DNA
DNA

Reputation: 42586

Handling mixed values of type Any without asInstanceOf boilerplate

This issue occurs for any API that can return multiple classes, but in a collection of type Any.

A specific example is handling JSON using the built-in JSON parser (scala.util.parsing.json): the value returned is a Map[String,Any] because the value in each JSON key-value pair can be any JSON type.

Extracting values from these nested Maps seems to require type testing and casting, which is rather ugly. In particular, we end up with multiple functions that are identical apart from the return type (e.g.

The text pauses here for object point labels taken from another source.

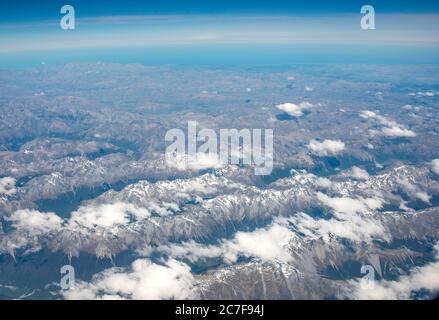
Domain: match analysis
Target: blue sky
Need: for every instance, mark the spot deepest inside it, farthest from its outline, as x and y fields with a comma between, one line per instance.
x=31, y=10
x=30, y=29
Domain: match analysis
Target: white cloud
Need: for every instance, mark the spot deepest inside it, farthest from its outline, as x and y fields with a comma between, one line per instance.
x=398, y=132
x=326, y=148
x=295, y=110
x=324, y=183
x=425, y=277
x=145, y=280
x=107, y=215
x=7, y=186
x=35, y=222
x=358, y=173
x=435, y=166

String, Double, Map...), which is used for checking and casting.

Is it possible to abstract out this type so that only one generic get[T](...): T function is required, avoiding this boilerplate?

I have been looking at TypeTag but all the examples I've found so far look at abstracting over the argument type, not the return type.

To clarify: I'm aware that there are many other JSON parsers that provide much nicer interfaces with pattern matching etc, but I'm just interested in this general problem of refactoring, for dealing with legacy interfaces that return collections of Any.

import scala.util.parsing.json._

object ParseJSON {

  val text = """{"str":"A String", "num":123, "obj": { "inner":"value" }}"""

  val json = JSON.parseFull(text).get.asInstanceOf[Map[String,Any]]
      //> ... Map(str -> A String, num -> 123.0, obj -> Map(inner -> value))

  // Three essentially identical functions:

  def getString(m:Map[String,Any], k:String): Option[String] = {
    m.get(k).flatMap{ v =>
      if (v.isInstanceOf[String]) Some(v.asInstanceOf[String]) else None
    }
  }                                             

  def getDouble(m:Map[String,Any], k:String): Option[Double] = {
    m.get(k).flatMap{ v =>
      if (v.isInstanceOf[Double]) Some(v.asInstanceOf[Double]) else None
    }
  }                                              

  def getObject(m:Map[String,Any], k:String): Option[Map[String, Any]] = {
    m.get(k).flatMap{ v =>
      if (v.isInstanceOf[Map[_,_]]) Some(v.asInstanceOf[Map[String,Any]])
      else None
    }
  }                                               

  getString(json, "str")             //> res0: Option[String] = Some(A String)
  getString(json, "num")             //> res1: Option[String] = None
  getObject(json, "obj") 
                   //> res3: Option[Map[String,Any]] = Some(Map(inner -> value))
}

I initially thought this could be solved via a generic class:

  class Getter[T] {
    def get(m: Map[String, Any], k: String): Option[T] = {
      m.get(k).flatMap { v =>
        if (v.isInstanceOf[T]) Some(v.asInstanceOf[T]) else None
      }
    }
  }

  new Getter[String].get(json, "str")

but as Oleg Pyzhcov pointed out (in my now-deleted answer), type erasure prevents this from detecting whether the types are correct at runtime.

Upvotes: 0

Views: 79

Answers (2)

Alexey Romanov
Alexey Romanov

Reputation: 170713

The fix to your failed attempt is quite simple:

import scala.reflect.ClassTag

class Getter[T: ClassTag] {
  def get(m: Map[String, Any], k: String): Option[T] = {
    m.get(k).flatMap {
      case v: T => Some(v) 
      case _ => None
    }
  }
}

new Getter[String].get(json, "str")

Pattern-matching against : T is handled specially when a ClassTag[T] is available.

Unfortunately, if you want T itself to be a generic type, type erasure strikes back: Getter[List[String]] can only check if it's passed a List, not its type parameter.

Upvotes: 1

Edmondo
Edmondo

Reputation: 20080

You probably want to use a JSON library for the purpose, I personally suggest Circe. It handles smoothly typesafe serialization and deserialization and can be extended easily. If you are looking for polymorphic deserialization though, you will need to store the type inside the JSON and Circe typically handles these too, via support of sealed hierarchy of case classes.